Zasady humanitaryzmu i poszanowania godności ludzkiej nie można odrzucić tylko dlatego, że zdarzało się, iż z więzienia zwolniono osobę, która mimo złego zdrowia zagroziła bezpieczeństwu innych - wskazywał Rzecznik. Służba Więzienna odpowiada, że może tylko wnosić o przerwę w karze osoby ciężko chorej, ale już nie o zawieszenie wykonania jej kary. Podjęto zaś np. inicjatywę legislacyjną, która umożliwiłaby nieprzyjmowanie do więzień i aresztów pacjentów w ostrej psychozie czy stanie zagrożenia życia.
W lutym 2019 r. eksperci Biura RPO wizytowali sześć miejsc pozbawienia wolności – areszty śledcze w Gdańsku i Radomiu oraz zakłady Karne w Czarnem, Łodzi, Rawiczu i Siedlcach. Wszędzie zastali osadzonych w ciężkim stanie zdrowia.
Jednym z nich był chory na raka, zakwalifikowany do leczenia paliatywnego w hospicjum lub szpitalu więziennym. Mimo to nadal przebywał w zwykłej celi: zaniedbanej i brudnej. Cały czas leżał w łóżku, wstawał jedynie, i to z trudem, do kącika sanitarnego. Nie nawiązywał z nikim kontaktu, oddzielił przesłoną z prześcieradła.
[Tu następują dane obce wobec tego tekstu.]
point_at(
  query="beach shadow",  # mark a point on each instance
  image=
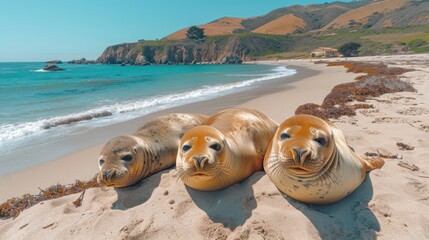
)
(138, 193)
(231, 206)
(349, 218)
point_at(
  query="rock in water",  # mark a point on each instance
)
(52, 67)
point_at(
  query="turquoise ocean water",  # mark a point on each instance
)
(35, 103)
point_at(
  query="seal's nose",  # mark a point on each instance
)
(300, 155)
(199, 162)
(107, 174)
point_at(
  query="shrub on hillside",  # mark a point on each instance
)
(350, 49)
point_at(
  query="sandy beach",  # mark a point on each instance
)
(392, 203)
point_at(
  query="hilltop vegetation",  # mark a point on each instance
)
(380, 27)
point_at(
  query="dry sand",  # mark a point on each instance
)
(392, 203)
Mimo to służba zdrowia nie wdrożyła zaleceń lekarskich: nie umieszczono go w izbie chorych, nie stworzono warunków higieny. Dopiero teraz chory w stanie ciężkim trafił do szpitala publicznej służby zdrowia, gdzie przebywa pod konwojem uzbrojonych funkcjonariuszy SW.
Analiza materiału pozwoliła RPO na wyodrębnienie trzech grup osadzonych, którzy wymagają szczególnego traktowania – pisał Rzecznik w wystąpieniu do dyrektora generalnego SW gen. Jacka Kitlińskiego.
Grupa I - chorzy w stanie terminalnym, u których choroba spowodowała postępujące, poważne i trwałe pogorszenie stanu zdrowia i istnieje uzasadnione medycznie przekonanie, że leczenie będzie nieskuteczne.